This Sunday marks the 10th anniversary of the apocalyptic 2010 earthquake that destroyed much of Haiti and killed as many as 200,000 people. There’ll be a lot of soul-searching about why the country has made so little recovery progress a full decade later. But if we want to understand that sad, infuriating state of affairs, we’re observing the wrong anniversary.

I’d propose we focus instead on November 7, 2008.

On that day a school, the Collège La Promesse Évangélique, collapsed in Port-au-Prince’s Pétionville suburb, killing some 90 of the 700 children who attended.

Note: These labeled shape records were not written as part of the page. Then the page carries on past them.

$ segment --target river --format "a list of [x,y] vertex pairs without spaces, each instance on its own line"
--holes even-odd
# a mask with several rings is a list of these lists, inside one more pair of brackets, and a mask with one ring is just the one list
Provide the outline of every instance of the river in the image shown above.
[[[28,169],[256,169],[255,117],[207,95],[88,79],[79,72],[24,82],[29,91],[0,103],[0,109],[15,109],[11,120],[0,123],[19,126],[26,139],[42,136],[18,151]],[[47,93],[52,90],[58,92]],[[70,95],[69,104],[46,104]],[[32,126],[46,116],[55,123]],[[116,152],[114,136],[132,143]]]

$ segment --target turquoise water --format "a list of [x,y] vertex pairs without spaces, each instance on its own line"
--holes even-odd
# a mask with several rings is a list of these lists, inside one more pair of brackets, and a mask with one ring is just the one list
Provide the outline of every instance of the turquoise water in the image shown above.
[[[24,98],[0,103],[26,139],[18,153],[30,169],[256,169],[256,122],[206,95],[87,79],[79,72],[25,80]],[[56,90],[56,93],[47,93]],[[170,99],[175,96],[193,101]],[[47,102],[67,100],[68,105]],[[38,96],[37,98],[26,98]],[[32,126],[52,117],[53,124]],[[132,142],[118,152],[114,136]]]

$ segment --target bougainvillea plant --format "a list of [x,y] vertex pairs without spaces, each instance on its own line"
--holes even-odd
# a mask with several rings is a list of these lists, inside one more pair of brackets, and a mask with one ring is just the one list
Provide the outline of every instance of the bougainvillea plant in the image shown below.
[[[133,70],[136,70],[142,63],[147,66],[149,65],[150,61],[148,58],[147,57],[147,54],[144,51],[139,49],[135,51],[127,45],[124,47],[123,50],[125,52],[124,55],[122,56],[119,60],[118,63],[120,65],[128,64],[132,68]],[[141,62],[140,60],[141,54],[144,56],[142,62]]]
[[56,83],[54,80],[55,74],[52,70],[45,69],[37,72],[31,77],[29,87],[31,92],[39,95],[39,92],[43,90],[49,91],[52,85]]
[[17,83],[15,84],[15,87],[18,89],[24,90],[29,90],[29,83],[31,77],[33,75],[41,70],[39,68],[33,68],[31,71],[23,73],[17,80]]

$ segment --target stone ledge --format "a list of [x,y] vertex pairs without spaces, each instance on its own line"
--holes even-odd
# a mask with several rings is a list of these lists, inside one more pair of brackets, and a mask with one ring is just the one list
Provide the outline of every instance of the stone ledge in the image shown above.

The three-story, concrete-block building caved in not because of a violent earthly tremor but due to monstrous official neglect. It was built with virtually no structural rebar or mortar, and was never inspected. The school’s owner was arrested for manslaughter – but Haitian prosecutors later dropped the charges because (sit down for this one) they had to admit he’d built the Collège legally.

Another shoddily erected Port-a-Prince school came crashing down less than a week later. Fortunately, no students died in that calamity because they were outside the building. Yet Haiti’s government did little after those jarring, early-warning events to strengthen the country’s criminally lax construction standards. And that’s why so many tens of thousands of Haitians were crushed to death on January 12, 2010, in the magnitude-7.0 earthquake.

READ MORE: Haiti 10 Years After the Earthquake: Why So Little Recovery Progress in a Decade?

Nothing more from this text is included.